Humoral immunity Results in production of antibodies –Free antigens activate B- cells –B- cells make the antibodies and then develop into Plasma cells and memory B-cells for next time –Plasma cells secrete antibodies –antibodies attach to antigens making them easy “prey” for phagocytes and complement

Formation of lymphocytes Lymphocytes are WBC formed in the bone marrow. (B and T cells) B- cells fully develop in the bone marrow before being released T - cells then travel to the the thymus for further development before leaving. In the thymus they pick up recognition of MHC complex as self.

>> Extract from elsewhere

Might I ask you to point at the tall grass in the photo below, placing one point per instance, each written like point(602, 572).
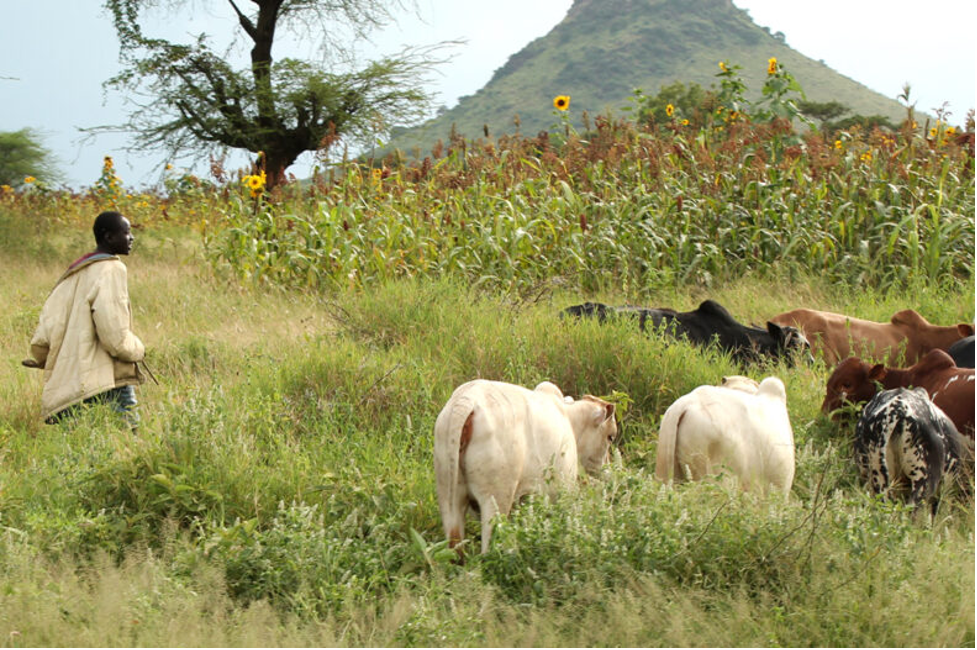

Cell-mediated immune response Antigens displayed by MHC class I glycoproteins in infected cells activate Cytotoxic T cells Cytotoxic T cell give rise to memory T cells and Active cytotoxic T cells Activated cytotoxic T cells attack cells by binding to and lysing them

2nd exposure 2nd time the antigen stimulates Memory B cells and memory T cells to activate both humoral and cell-mediated responses. 2nd defense (about 3 days) where as 1st response is usually 7-10 days. Supressor T cells are thought to help turn off the immune response when antigens are gone.

Antibodies A class of proteins referred to as the immunoglobulins (Ig) with 4 polypeptides (2 heavy chains and 2 light chains) held together by disulfide bridges to give them their quaternary structure Most of the antibody structure is identical for all antibodies with the “tips” variable that bind to the epitope (exposed) region on the antigen surface. Five types of immunoglobulins are divided by their constant regions IgM, IgG, IgA, IgD, and IgE.

Immunoglobulin classes IgM: large molecule that initiates response by agglutinating (clumping up) the antigens IgG: Most plentiful, triggers complement proteins IgA: Prevents attachment of antigens to epithelial linings. Plentiful in mucus. IgD: found on B-cells and probably initiate the development of B-cells into plasma cells IgE: small number, trigger the histamine release of basophils and mast cells via receptor binding.

Helper T-cells Helper T cells are stimulated by interleukin 1 of macrophages after engulfing antigens and presenting them. Helper T cells in turn stimulate the B cells of the humoral defense and the Cytotoxic T cells of the Cell mediated defense by releasing interleukin 2.